To overcome this, replace the file
\biomag-kaggle\src\2_DL\style-transfer\pytorch-CycleGAN-and-pix2pix-etasnadi\models\pix2pix_model.py
with pix2pix_model_newpytorch.py in the same folder. We recommend you
rename the original pix2pix_model.py first to preserve it.
--------- PARAMETER SEARCHING FOR POST-PROCESSING ---------
To find the most optimal parameters for your image set, please run the
following code. It will take only validation images to account.
- start_parameterSearch.bat (Windows) or
- start_parameterSearch.sh (Linux)
The output file will contain the found optimal parameters with their
corresponding mean IoU scores in the text file
\kaggle_workflow\outputsValidation\paramsearch\paramsearchresult.txt
The parameters can be passed to the post-processing function
\matlab_scripts\postProcess\postProcCodeRunnerFINAL.m
in either
- run_workflow_predictOnly_full.bat (Windows) or
- run_workflow_predictOnly_full.sh (Linux)
as its last parameter (default is "[]" which means empty array).

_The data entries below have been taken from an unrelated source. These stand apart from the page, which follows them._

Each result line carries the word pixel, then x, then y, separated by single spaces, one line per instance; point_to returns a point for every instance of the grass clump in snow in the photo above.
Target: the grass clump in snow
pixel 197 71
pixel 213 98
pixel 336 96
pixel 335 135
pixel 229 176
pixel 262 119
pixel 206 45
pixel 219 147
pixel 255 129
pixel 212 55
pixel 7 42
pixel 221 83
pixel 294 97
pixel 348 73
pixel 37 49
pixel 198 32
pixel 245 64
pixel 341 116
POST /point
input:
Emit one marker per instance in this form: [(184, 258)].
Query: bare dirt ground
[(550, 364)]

A description of the parameters can be found in the above .m file.
NOTE: by default the optimizer code runs for a time limit of 30 minutes.

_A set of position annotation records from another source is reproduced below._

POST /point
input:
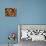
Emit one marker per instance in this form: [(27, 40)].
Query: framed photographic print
[(10, 12)]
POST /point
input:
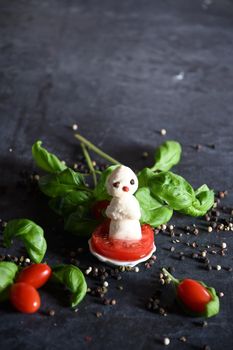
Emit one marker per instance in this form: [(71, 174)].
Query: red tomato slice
[(122, 250), (99, 208), (24, 298), (36, 275), (193, 295)]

If you would like to change the time limit, please edit either
- run_workflow_parameterSearch4postProc.bat (Windows) or
- run_workflow_parameterSearch4postProc.sh (Linux)
and set an additional input argument to the function
"startPostProcParamSearch" with the time you desire passed in seconds.
For example "startPostProcParamSearch(rootDir,60)" will run the
optimizer for 60 seconds. If you would like to reset to the default,
just leave this parameter out as in "startPostProcParamSearch(rootDir)".
--------- PREPARE STYLE TRANSFER INPUT FOR SINGLE EXPERIMENT ---------
To prepare style transfer learning for your custom masks corresponding to
your test images please run either
- start_singleExperimentPreparation.bat (Windows) or
- start_singleExperimentPreparation.sh (Linux)
This will prepare training data structure for subsequent style transfer
learning steps for only one group containing all your test images.
After completing the preparation you should run either
- start_training_singleExperiment.bat (Windows) or
- start_training_singleExperiment.sh (Linux)
for training instead of start_training.bat/sh which performs style
transfer learning based on image clustering.
WARNING: If you do not provide your own mask folder for this step the
default option will be \kaggle_workflow\outputs\presegment which is
created by either
- start_prediction_fast.bat (Windows) or
- start_prediction_fast.sh (Linux)
NOTE: This option should only be used if all your images come from the
same experiment. If you provide mixed data, subsequent style transfer
learning will result in flawed models and failed synthetic images.